United States District Judge Jay Zainey announced on July 20 that he'll consider new arguments pertaining to the Environmental Protection Agency (EPA)'s regulation of fertilizer and other nutrient pollutants in the Mississippi River. These nutrients have caused algae rich "dead zones" in the Gulf of Mexico every summer that deprive the waters of oxygen.
Judge Zainey's order calls for new written arguments to be submitted by the EPA as well as the 11 environmental groups who first filed the suit against the agency. The arguments are due by February 15 of 2016, at which point Zainey will decide the case. No oral arguments were scheduled in the order.
The case was reopened following an April 7 decision of the U.S. 5th Circuit Court of Appeals in New Orleans which ruled that Judge Zainey had to reconsider a 2013 ruling where he ordered the EPA to put together a "necessity determination" as to whether the agency needed to create stricter regulations.
In the suit's original filings, the EPA claimed that the Clean Water Act created a fragile balance between the rights of states to regulate their own waters and the federal government's right to reduce pollution. As such, the agency argued that the best course of action was to keep that balance by basing its strategy around voluntary measures.

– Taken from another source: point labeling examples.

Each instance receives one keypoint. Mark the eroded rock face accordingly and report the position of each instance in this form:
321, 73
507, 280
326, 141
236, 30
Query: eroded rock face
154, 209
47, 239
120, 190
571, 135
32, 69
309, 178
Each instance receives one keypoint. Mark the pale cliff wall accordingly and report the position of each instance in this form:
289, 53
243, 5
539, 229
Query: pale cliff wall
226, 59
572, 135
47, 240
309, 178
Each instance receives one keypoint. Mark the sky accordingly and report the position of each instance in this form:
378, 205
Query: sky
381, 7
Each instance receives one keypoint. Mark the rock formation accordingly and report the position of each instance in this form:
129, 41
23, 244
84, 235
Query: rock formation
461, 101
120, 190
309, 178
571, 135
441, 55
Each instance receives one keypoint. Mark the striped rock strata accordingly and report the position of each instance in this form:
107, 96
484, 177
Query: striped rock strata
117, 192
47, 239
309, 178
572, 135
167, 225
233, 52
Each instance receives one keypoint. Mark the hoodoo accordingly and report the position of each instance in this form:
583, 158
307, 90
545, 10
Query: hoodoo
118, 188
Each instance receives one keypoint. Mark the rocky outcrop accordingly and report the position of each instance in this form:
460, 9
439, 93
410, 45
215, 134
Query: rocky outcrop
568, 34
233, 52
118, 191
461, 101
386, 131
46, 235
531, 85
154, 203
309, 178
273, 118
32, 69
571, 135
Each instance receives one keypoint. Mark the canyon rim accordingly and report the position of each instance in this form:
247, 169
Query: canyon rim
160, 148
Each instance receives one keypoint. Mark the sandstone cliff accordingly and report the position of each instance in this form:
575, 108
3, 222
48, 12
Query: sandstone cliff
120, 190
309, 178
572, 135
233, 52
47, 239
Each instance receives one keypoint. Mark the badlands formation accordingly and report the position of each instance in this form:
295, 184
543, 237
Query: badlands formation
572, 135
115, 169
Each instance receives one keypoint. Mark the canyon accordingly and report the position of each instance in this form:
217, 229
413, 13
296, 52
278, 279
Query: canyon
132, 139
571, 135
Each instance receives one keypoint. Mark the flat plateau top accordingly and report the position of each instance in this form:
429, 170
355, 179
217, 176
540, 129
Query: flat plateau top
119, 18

Environmental groups have pointed out, however, that this has led to minimal, if any improvement to the dead-zone, which as of last July spanned across over 5,000 square miles, an area roughly the size of Connecticut.
A cruise to determine the size of this year's dead zone is planned to launch at some point in the next week. Environmental scientists estimate that it will be larger than 5,483 square miles, a growth of over ten percent over last year's, and well above the Mississippi River Gulf of Mexico Watershed Nutrient Task Force's goal of reducing its size to 1,991 square miles.
In their ruling, the appeals court told Zainey to limit his review to determining whether or not the EPA provided "some reasonable explanation as to why it cannot or will not exercise its discretion …" It added that "In light of this highly deferential standard of review, the agency's burden is slight," writing that in situations where federal statutes conflict with the those of the state that "agencies are generally given discretion to choose how to best give effects to those mandates."